04-08-2018 05:09 PM - edited 03-01-2019 06:07 AM
This document discuss a common issue observed during the VMM integration & VM workload migration to ACI fabric.
VMware Virtual machines are hosted in Cisco UCS-B series blade servers (ESXi servers). UCS Fabric interconnect is connected to leaf101 & leaf102 (vPC - LACP active).
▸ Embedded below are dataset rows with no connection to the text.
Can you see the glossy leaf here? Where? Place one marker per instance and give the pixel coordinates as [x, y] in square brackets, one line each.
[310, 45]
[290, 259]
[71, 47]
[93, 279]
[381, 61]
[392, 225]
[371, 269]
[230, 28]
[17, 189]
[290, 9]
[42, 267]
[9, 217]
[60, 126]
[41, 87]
EPG "abegeorg:webinar:app" has a VMM domain (VMWare DVS) deployed, so the corresponding port-group will be created for VMWare DVS.
Once the VMM integration (VMWare DVS) is completed and migrated the VM workload to ACI managed DVS, intermittent connectivity issue is observed with the newly migrated VM. Users are experiencing the slowness in accessing the services, sometimes services are not accessible.
The example VM considered for this troubleshooting is IP -> 10.10.92.1/24, the default GW of this endpoint is residing in ACI fabric (10.10.92.254/24)
This sections covers common troubleshooting steps can be used to isolate similar issues. You are encouraged to use these steps to troubleshoot such connectivity issues.
Now, lets check some connectivity state and validate how the ACI fabric is connected to the server (in this case UCS B-Series chassis). The CDP and port-channel output obtained below indicates that the FI-A & FI-B are connected to ACI fabric leaf (leaf101 & leaf102) using vPC. The vPC ports and up.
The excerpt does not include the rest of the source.